Several weeks ago, I posted 5 things I liked about my 922. Now I have 5 additional 922 'likes' to mention. It is part of the routine to list problems in a forum like this, but this is intended as a 'balance' to appreciate the real gems that the 922 has. I am not saying these are exclusive to the 922. Some things are, but I just wanted to list things I appreciate about it.


*6. PIP Picture-in-Picture*
I love it. Not only PIP, but a choice of 2 sizes, and 9 different positions or side-by-side. This does require Solo mode (or what I call "mirror" mode to TV2,) but that's what I prefer anyway, as I said in Like #4. Not only that, but the PIP Swap is extremely fast, and Swap also works as a toggle between TV1 and TV2 tuners, even when PIP isn't on - again, extremely fast back-and-forth.

*7. EHD External Hard Drive*
Not only an extremely easy USB install, but with inexpensive 1TB drives out there, it was a no-brainer to immediately add this capability to my 922. Unlike the competition, I don't lose access to the recordings on my internal hard drive, but get to add the new drive as additional space, and can transfer programs back and forth between the two. This makes a good secure situation for my most important recordings. I have similar grouping and picture-icon functions on the EHD, and I can select the drive from a drop-down menu, even from a TV2 upstairs location (on Solo-mirror mode.)

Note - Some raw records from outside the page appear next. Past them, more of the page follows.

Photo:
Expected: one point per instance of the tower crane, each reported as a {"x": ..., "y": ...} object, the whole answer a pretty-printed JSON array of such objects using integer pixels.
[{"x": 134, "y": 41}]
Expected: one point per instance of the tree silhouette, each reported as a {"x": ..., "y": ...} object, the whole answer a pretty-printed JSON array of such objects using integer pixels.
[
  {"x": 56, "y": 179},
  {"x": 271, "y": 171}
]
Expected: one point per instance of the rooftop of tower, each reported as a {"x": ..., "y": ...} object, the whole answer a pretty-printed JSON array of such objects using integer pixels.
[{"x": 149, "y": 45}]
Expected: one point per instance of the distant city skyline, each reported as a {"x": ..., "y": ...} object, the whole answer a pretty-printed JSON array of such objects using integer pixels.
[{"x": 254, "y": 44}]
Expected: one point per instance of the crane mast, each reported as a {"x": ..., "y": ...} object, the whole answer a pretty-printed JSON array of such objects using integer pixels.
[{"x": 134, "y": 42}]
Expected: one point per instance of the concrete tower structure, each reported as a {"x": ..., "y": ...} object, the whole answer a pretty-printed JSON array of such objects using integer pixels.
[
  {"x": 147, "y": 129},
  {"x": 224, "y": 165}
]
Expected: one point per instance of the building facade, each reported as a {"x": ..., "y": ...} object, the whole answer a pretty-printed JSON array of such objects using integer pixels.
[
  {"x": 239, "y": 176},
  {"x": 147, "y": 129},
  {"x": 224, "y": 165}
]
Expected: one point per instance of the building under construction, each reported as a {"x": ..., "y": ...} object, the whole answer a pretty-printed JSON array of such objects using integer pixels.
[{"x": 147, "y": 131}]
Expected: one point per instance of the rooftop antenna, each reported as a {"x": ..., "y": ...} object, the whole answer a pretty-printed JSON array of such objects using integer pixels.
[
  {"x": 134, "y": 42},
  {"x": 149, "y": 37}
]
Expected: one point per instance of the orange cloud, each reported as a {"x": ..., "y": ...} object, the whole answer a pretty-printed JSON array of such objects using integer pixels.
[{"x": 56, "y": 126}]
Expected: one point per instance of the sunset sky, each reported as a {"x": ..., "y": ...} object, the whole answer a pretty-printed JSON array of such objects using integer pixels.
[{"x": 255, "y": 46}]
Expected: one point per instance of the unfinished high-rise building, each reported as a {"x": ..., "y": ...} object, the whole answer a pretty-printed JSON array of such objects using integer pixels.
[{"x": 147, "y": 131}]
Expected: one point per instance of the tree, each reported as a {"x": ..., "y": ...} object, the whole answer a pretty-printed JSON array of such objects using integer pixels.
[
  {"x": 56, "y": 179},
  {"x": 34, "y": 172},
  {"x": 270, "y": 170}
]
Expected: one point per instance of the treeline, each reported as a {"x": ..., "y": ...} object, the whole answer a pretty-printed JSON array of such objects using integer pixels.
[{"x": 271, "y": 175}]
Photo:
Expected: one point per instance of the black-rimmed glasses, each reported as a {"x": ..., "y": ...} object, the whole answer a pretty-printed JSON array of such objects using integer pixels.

*8. Slinging with Dish Remote Access. *
Those who follow any 922 forum know of many reported issues with Dish Online. Yes, it is a 'work in progress.' But with Dish Remote Access, I do get great HD slinging to my home computer on my LAN, and when I was recently at an airport and hotel far away, was able to successfully access some live channels and some DVR content from my 922. People at the airport were wondering how I managed to get the live 16x9 news channel feed I was watching on my laptop.

*9. Dish Online. *
Yes even Dish Online. It's been a beta-phase item that I see has lots of potential. I do like the idea of consolidating online content from other providers like Hulu, along with unlocking channel VOD content from my channel list. I wasn't sure about it at first, but I like it quite a bit, and have used the Networks section to catch up on a few things I missed recording. On the way back home, I was delayed at an airport recently, and watched a Network VOD preview of a cool new BBCA series in HD on my laptop. Again - people nearby - wondering how I was doing that. Admittedly, there is still work to be done with the DVR slinging with Dish Online - but I expect the problems will dissipate, and the 'beta' will go to 'better'.

*10. Extra little touches...*
The translucent display banners, the multiple-choice screen that pops after the stop button is pressed on playback, feeding the TV2 signal with analog Info and CC1 that the second TV can pick up, and audio-beep-location of missing remotes. There are many nice things, and yes, I sneaked a couple extra things into #10.

I have combined these 5 items to the original 5, plus a section for *"Why Positive?"* on a PDF - just click on the attachment below.

View attachment 18247


----------



## Ray [email protected] Network (Dec 28, 2010)

Gary, 

I have forwarded your comments to our engineers from the other site. Thanks for your suggestions.


----------



## P Smith (Jul 25, 2002)

Would be nice to have unbundled Sling features. And use it without getting that server, especially when Internet connection is not avail.


----------



## garygaryj (Dec 28, 2007)

P Smith said:


> Would be nice to have unbundled Sling features. And use it without getting that server, especially when Internet connection is not avail.


Agreed. I do think it would be very nice to have a client that can get the HD slinging directly from the box, such as on one's own house network, or want to go directly from afar. There might be a reason why not, but I am not sure what it would be. The Sling info looks like it contains logon info for direct client access. And this would be an example of what I feel we could ask for with a positive relationship with the engineering team.


----------



## P Smith (Jul 25, 2002)

Nope, it's not required. If you have old (v1.4 ?) Sling client - try it, it doesn't need the Internet server.


----------